Not that health frontliners are raring to get China-made vaccines. The speculation in fact is that the health workers were not included among the Sinovac recipients because of previous reports of high vaccine hesitancy among health professionals toward jabs made in China.

The FDA has an explanation for the amendment of prioritization.

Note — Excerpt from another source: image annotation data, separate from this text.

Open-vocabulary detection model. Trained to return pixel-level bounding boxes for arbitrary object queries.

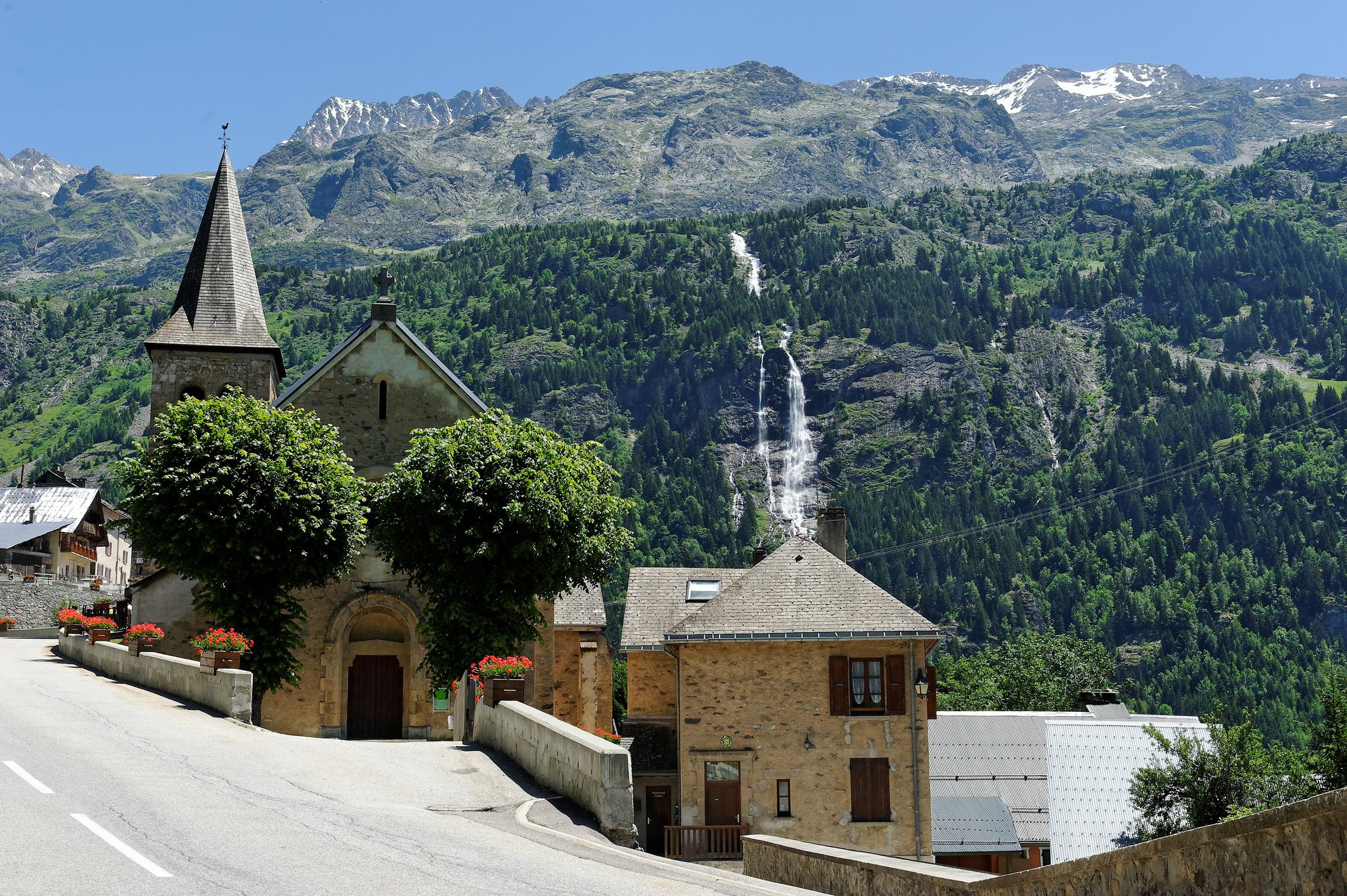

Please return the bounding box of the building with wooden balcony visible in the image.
[0,486,121,583]
[621,514,940,861]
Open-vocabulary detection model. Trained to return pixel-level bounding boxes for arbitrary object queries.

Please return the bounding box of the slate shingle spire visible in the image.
[145,149,286,377]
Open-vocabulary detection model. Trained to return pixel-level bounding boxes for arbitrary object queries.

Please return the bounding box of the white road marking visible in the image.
[70,813,172,877]
[4,759,51,794]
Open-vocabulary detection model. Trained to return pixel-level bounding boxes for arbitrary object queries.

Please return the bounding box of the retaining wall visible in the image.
[744,788,1347,896]
[474,687,636,846]
[56,635,252,724]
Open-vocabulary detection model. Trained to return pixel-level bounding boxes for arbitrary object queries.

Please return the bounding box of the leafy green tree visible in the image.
[936,631,1117,712]
[1309,663,1347,790]
[121,389,365,718]
[1129,705,1314,840]
[371,412,632,686]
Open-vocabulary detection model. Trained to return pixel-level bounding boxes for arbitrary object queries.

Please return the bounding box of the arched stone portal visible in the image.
[318,592,429,740]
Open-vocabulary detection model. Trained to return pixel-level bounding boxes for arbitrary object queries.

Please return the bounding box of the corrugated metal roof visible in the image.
[552,585,607,631]
[0,519,77,550]
[0,487,101,533]
[931,794,1021,856]
[1046,716,1207,862]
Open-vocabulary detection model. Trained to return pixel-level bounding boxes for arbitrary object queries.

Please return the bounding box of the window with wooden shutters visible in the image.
[849,657,883,713]
[829,657,851,716]
[885,657,908,716]
[851,759,890,822]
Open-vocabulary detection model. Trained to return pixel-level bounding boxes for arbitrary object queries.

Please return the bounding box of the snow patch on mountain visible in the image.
[0,146,85,197]
[290,87,518,149]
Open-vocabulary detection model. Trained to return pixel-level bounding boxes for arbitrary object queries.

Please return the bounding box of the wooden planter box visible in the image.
[201,650,242,675]
[482,678,524,706]
[125,638,159,657]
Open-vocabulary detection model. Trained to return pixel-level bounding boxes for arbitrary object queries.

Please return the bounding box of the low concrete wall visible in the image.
[744,790,1347,896]
[56,635,252,724]
[465,689,636,846]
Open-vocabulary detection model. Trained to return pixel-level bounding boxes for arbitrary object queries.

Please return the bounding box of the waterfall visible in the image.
[730,230,762,296]
[781,327,814,534]
[754,331,776,514]
[1033,389,1061,470]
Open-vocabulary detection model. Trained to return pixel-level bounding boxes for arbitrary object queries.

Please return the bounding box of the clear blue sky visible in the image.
[0,0,1347,173]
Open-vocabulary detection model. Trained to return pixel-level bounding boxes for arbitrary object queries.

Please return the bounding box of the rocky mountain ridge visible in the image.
[0,146,85,197]
[290,87,518,149]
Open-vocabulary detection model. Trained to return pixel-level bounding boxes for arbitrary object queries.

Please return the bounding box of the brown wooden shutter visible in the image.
[851,759,890,821]
[883,657,908,716]
[829,657,850,716]
[927,666,935,718]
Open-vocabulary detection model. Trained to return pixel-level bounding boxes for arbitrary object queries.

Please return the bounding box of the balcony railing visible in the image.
[664,825,749,860]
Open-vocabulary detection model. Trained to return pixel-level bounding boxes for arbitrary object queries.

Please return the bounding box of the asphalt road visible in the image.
[0,639,807,896]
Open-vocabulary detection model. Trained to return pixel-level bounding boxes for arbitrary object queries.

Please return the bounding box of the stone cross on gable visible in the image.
[375,265,397,302]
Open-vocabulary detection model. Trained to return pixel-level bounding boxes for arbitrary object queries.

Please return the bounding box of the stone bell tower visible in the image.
[145,148,286,432]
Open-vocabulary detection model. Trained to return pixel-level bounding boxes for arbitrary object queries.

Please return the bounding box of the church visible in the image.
[127,149,613,740]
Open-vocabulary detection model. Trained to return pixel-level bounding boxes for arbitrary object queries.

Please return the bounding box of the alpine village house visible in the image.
[128,150,611,739]
[621,508,940,861]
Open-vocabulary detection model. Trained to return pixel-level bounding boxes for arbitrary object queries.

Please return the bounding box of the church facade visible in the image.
[128,153,611,739]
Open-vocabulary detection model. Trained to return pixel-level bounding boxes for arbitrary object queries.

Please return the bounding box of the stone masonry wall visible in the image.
[294,325,474,476]
[0,576,96,628]
[744,790,1347,896]
[677,641,931,856]
[626,650,677,718]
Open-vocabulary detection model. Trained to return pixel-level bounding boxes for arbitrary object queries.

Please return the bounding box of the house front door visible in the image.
[645,784,674,856]
[346,657,403,740]
[706,763,740,825]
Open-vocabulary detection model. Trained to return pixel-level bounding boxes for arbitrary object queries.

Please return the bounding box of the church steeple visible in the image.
[145,149,286,430]
[145,149,286,377]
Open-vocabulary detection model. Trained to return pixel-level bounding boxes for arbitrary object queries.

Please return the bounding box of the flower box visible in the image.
[482,678,524,706]
[201,650,242,675]
[123,638,159,657]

Sinovac clinical trials in Brazil involved mostly health frontliners, while those in countries such as Indonesia had ordinary civilians with lower risk of COVID exposure.

CoronaVac showed an efficacy rate of only 50.4 percent in Brazil. In Indonesia – the first country outside China to approve CoronaVac – the shot showed 65.3 percent interim efficacy. In Turkey, it was a high 91.25 percent, but this was based on preliminary analysis of only 29 cases.

With the low efficacy for people with high exposure risk, the vaccine will therefore not be given to health frontliners. This was also the explanation given to us by Dr. Rontgene Solante, an infectious disease specialist of the San Lazaro Hospital in Manila, last Monday night on OneNews’ “The Chiefs.”

But surely the Pfizer, Moderna, AstraZeneca and Russia’s Sputnik V vaccines were also tested on different sectors. Why are their efficacy rates relatively stable?

As of yesterday, according to WHO country representative Rabindra Abeyasinghe, the efficacy rate of CoronaVac was still being evaluated by reliable authorities.

In the meantime, soldiers and cops are already preparing to get their CoronaVac shot in the arm. The rest of us are waiting for our vaccines… maybe for a miracle.